Oww! U thought rug burn was bad! Fuckin carseat burn hurts like a mother!!!
Wtf?
Use the slutty part of ur brain.
Dude..masurbate with cocoa butter lotion..its like cocoa pebbles just gave me a hand job
I fake pass out to avoid hookups sometimes. Last night I fake slept on my bathroom floor for like 2 hours before the guy left.
I'm sooo hungover. I fell asleep on top of a car in a parking lot last night. New one to add to the list.
Restaurants Roasting People Who Gave Them Negative Yelp Reviews (25 Pics)
Maybe just the first 2 wks of Nov can be dick detox.
Hi this is the guy from the cell phone store. Your Dad just upgraded your phone as a surprise. I didn't tell him about your topless pics on your phone. I transfered them to new phone. Nice rack!
I just took the soggiest of beer shits and all i have to eat is shredded cheese and more beer. I need an adult.

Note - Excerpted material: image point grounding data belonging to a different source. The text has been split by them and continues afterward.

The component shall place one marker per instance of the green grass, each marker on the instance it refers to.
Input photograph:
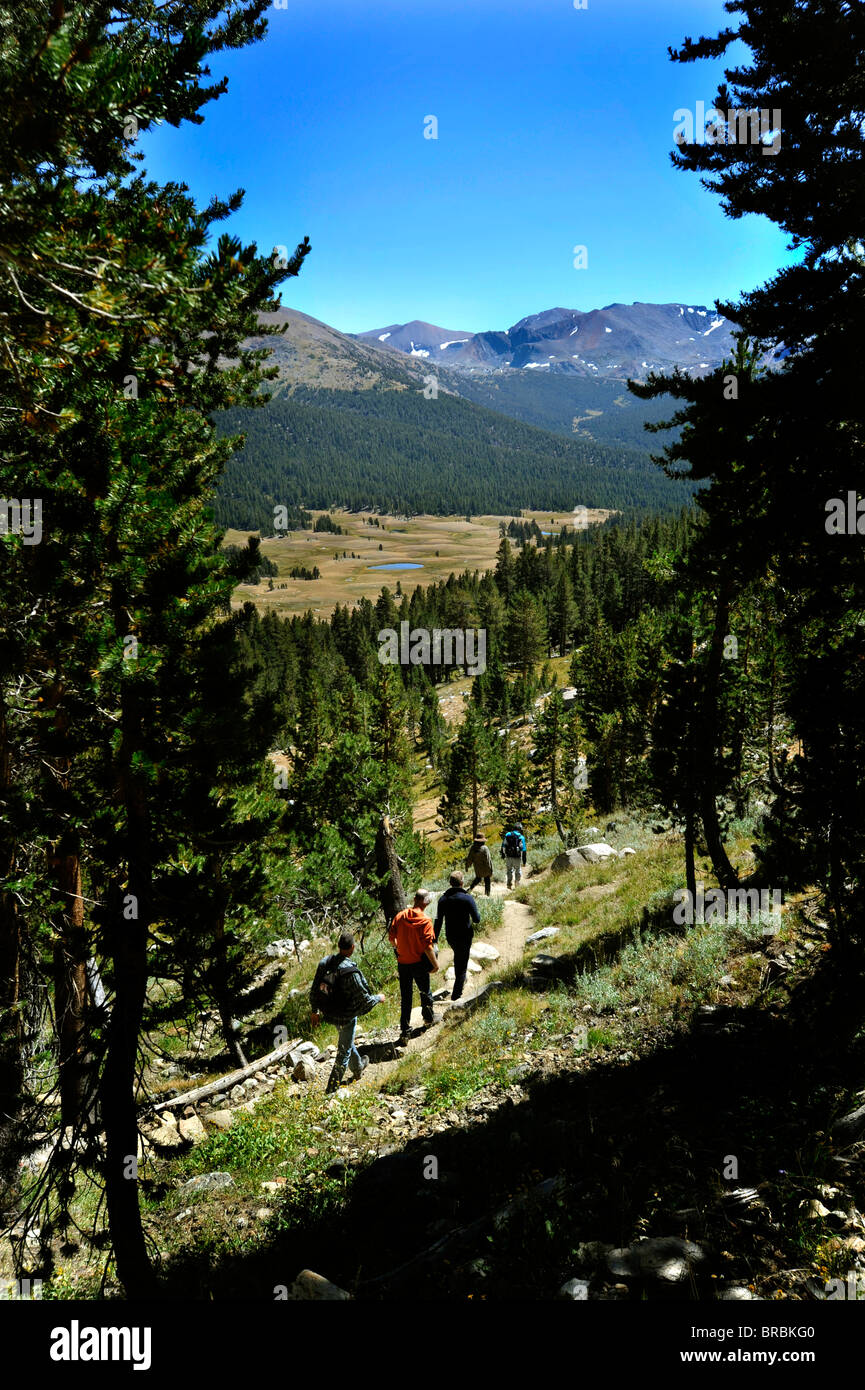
(289, 1134)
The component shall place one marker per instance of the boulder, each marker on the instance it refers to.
(483, 951)
(312, 1286)
(543, 934)
(167, 1136)
(575, 1289)
(665, 1258)
(568, 859)
(192, 1129)
(851, 1126)
(470, 1001)
(207, 1183)
(597, 852)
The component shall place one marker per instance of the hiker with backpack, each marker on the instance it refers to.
(513, 852)
(480, 861)
(340, 994)
(413, 940)
(459, 913)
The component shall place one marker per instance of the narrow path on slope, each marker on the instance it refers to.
(509, 940)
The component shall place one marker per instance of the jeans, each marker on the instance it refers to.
(409, 975)
(346, 1055)
(459, 940)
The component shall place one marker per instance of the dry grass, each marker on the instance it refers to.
(442, 545)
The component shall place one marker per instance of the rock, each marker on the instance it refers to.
(575, 1289)
(666, 1258)
(312, 1286)
(543, 934)
(192, 1129)
(591, 1251)
(280, 948)
(483, 951)
(851, 1126)
(167, 1136)
(584, 854)
(207, 1183)
(814, 1209)
(568, 859)
(597, 854)
(470, 1001)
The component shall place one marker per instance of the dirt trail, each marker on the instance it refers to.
(508, 940)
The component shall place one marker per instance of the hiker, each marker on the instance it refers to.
(513, 851)
(480, 861)
(340, 993)
(459, 912)
(413, 940)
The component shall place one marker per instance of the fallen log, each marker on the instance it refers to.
(223, 1083)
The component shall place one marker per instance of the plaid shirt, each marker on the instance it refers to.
(356, 995)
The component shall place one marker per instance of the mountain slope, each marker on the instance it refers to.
(616, 341)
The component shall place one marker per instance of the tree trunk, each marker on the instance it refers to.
(708, 709)
(391, 891)
(128, 945)
(11, 1023)
(223, 991)
(70, 984)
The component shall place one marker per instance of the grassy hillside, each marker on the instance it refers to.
(395, 451)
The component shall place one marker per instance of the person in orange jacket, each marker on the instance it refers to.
(413, 938)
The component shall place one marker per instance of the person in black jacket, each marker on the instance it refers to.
(349, 998)
(459, 912)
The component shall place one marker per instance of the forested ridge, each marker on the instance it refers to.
(196, 801)
(395, 451)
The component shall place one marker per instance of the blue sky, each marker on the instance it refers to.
(554, 131)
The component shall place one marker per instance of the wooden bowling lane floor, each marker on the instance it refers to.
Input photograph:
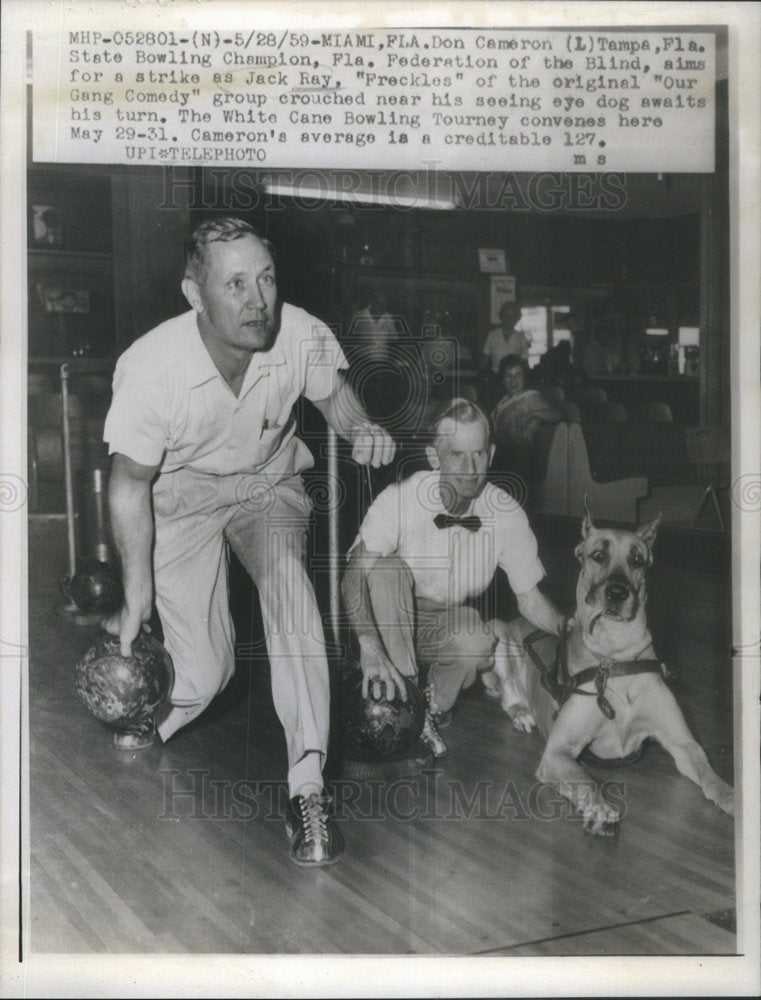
(182, 848)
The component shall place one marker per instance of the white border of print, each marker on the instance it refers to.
(203, 975)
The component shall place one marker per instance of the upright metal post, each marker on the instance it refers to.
(67, 474)
(335, 605)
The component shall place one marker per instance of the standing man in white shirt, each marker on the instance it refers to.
(426, 547)
(202, 434)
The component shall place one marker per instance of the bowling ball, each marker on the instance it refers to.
(379, 728)
(96, 587)
(123, 691)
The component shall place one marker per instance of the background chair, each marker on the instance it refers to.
(709, 449)
(571, 412)
(553, 393)
(603, 412)
(586, 394)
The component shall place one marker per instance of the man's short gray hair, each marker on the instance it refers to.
(215, 231)
(460, 410)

I mean I'm not gay but a hundred bucks is a hundred bucks
Oh I know babe. You're shining beacon of adult responsibility. That's why I go down on you.

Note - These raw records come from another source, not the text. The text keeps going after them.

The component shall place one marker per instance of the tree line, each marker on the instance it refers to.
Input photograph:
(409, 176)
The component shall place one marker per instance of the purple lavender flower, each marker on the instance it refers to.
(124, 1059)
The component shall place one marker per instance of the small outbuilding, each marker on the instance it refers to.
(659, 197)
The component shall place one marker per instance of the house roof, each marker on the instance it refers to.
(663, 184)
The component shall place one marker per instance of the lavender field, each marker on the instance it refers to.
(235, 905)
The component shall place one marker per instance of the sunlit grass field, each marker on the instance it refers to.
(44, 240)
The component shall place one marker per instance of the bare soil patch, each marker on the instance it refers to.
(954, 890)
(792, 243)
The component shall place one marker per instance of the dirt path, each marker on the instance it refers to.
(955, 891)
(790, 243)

I go down on you because abs
Woman Posts Harassing DMs From Creep Online, Now He’s Upset Because People Told His Mom
I saw him and didn't have sex with him. Responsibility five!
Whip out the absinthe and the taquitos, this motherfucker just passed the bar.
My general physician told me i have the emotional capacity of a 2 year old, While he refilled my xanax prescription. That's service!
Uh I almost got the bride to go down on me. I'm the smoothest maid of honor ever.
I'll tell you that it involved a pair of pliers and a trip to the ER.
I demand a full explanation right now.
Good morning beautiful! Wanna steal a cat this weekend?